Our PK-guided dosing approach was further assessed in a post-hoc comparison with results determined from a fixed dosing approach, which was based on published precedents and current clinical practice for dosing topotecan. The patients selected for this simulation analysis were those with an AUC target range of 120 to 160 ng/ml*hr. Using the equation $AUC= \frac{Dose}{Clearance}$ , the known patient topotecan systemic clearances (calculated for each patient during their respective clinical study) and patient body surface area (BSAs), the cumulative dosages were simulated for the daily × 5 (i.e., 30-minute infusion daily for 5 days) PK-guided approach with an AUC target of 140 ng/ml*hr and compared this with a fixed topotecan dosage of 2.0 mg/m² daily × 5 (i.e., maximally tolerated dosage or MTD).⁴ The cumulative AUC values were also simulated for each group using the equation mentioned above for both the PK-guided and the fixed dosage approaches.

Results:

Patients

Nine institutional clinical trials were reviewed for this retrospective analysis, which included 232 patients and 967 total studies (231 empiric studies and 736 PK-guided studies). One patient from trial no. 1 (see Supplemental Table 1) did not have an empiric dosing result recorded, and thus was excluded from any analysis involving empiric dosing. Table 1 summarizes the patient characteristics, including age, gender, race, and disease tumor type on the first day of the first course of therapy.

Empiric Dosing

Of the 967 total studies, 231 were empiric studies, or ones conducted on the first dose of the first course of topotecan therapy. Eighty-two studies were within the desired topotecan target range, for an empiric success rate of 36% (82/231). Patients enrolled in clinical trials with AUC target ranges of 70–90 and 80–120 ng/ml*hr had an overall higher percentage of empiric successes compared to those with an AUC target range of 120–160 ng/ml*hr, as shown in Figure 1. Among the out-of-target studies in the 120–160 ng/ml*hr range, 54% (46 of 85 studies) were below target. Of note, clinical trials with the AUC range 120–160 ng/ml*hr had 110 patients, those ranging from 70–90 ng/ml*hr included 43 patients, and those with an 80–120 ng/ml*hr range included 40 patients.

Figure 1: — Empiric success rates (both total numbers and percentages) of 3 different AUC ranges encompassing all protocols. (p<0.0001 for AUC range 120 to 160 vs 80 to 120; p=0.03 for AUC range 120 to 160 vs 70 to 90)

The proportion of empiric successes to failures did not significantly differ based on factors that varied among clinical trials, such as infusion length and number of blood samples collected (p= 0.10 and 0.11, respectively), nor did they differ by age for the AUC target of 120–160 ng/ml*hr (p=0.78). When patient covariates were analyzed to assess whether an empiric study was within, above, or below the predefined AUC target (i.e., 120–160 ng/ml*hr), serum creatinine differed significantly among these categories: patients who achieved an empiric success had, on average, a lower value compared to patients who were above target (p=0.01), as shown in Figure 2.

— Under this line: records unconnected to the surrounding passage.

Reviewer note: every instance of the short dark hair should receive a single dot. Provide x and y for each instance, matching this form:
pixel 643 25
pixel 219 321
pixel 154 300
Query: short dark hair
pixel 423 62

Figure 2: — Box-and-whiskers plot of the type of target achieved (in, above, and below target) for the 120–160 ng/ml*hr AUC range for the empiric dose based on serum creatinine. The line in the middle of each box represents the median, the “+” is the mean, the boxes represent the 25^th and 75^th percentiles, and the upper and lower bars represent the minimum and maximum serum creatinine values, respectively. P-value = 0.02 (ANOVA).

PK-guided dosing

After the empiric topotecan dose was administered, pharmacokinetic studies were performed to determine if the patient was within the AUC target range. If the patient was outside of the target range, further pharmacokinetic studies were performed. Of the 967 total studies evaluated, 736 PK-guided studies in 225 patients were included in this analysis. The overall success rate of the PK-guided dosing strategy was 64% (474/736). The number of PK-guided successes and failures did not differ based on AUC target range, length of infusion, or number of blood samples collected (p= 0.08, 0.84, and 0.61, respectively). As shown in Figure 3, the PK-guided success rates over time have consistently remained higher than that of empiric success rates.

Figure 3: — Yearly empiric and PK-guided successes from 1996–2016 from all protocols.

To gain insight into the PK-guided dosing approach in achieving the desired target, all the PK-guided studies within course 1 (n=175) were followed as shown in Figure 4. Based upon the results of the first PK study, the success rate after the first dosage adjustment was 62%, which left 67 patient studies outside the desired target range and requiring a follow-up PK study. For these 67 patient studies, the success rate for their follow-up study (labeled as 2^nd PK study) was similar at 66%. However, 7 patients did not have a follow-up PK study to verify if the dosage adjustment resulted in a value within the target range. Thus, these cases were codified as PK-guided failures. By the end of the 2^nd PK study, the cumulative PK success rate was 87% (i.e., 152 of 175 studies within target range). By the completion of 4th PK studies, a total of 155 patient studies (89%) successfully achieved their desired AUC target. The remaining 11% (n=20), which were not followed-up with additional PK studies, did receive proportionate dosage adjustments to achieve topotecan AUC values within the target range. These 20 patients are accounted for as follows: 6 patients at an outside institution were unevaluable, as their charts were inaccessible for review; 8 patient studies had AUCs that were 20% higher, on average, than the mid-upper AUC target, and their dosages were appropriately decreased by an average of 22%; and 6 patient studies who had AUCs that were 17% lower, on average, than the mid-lower AUC target, similarly had their dosages increased by an average of 15%.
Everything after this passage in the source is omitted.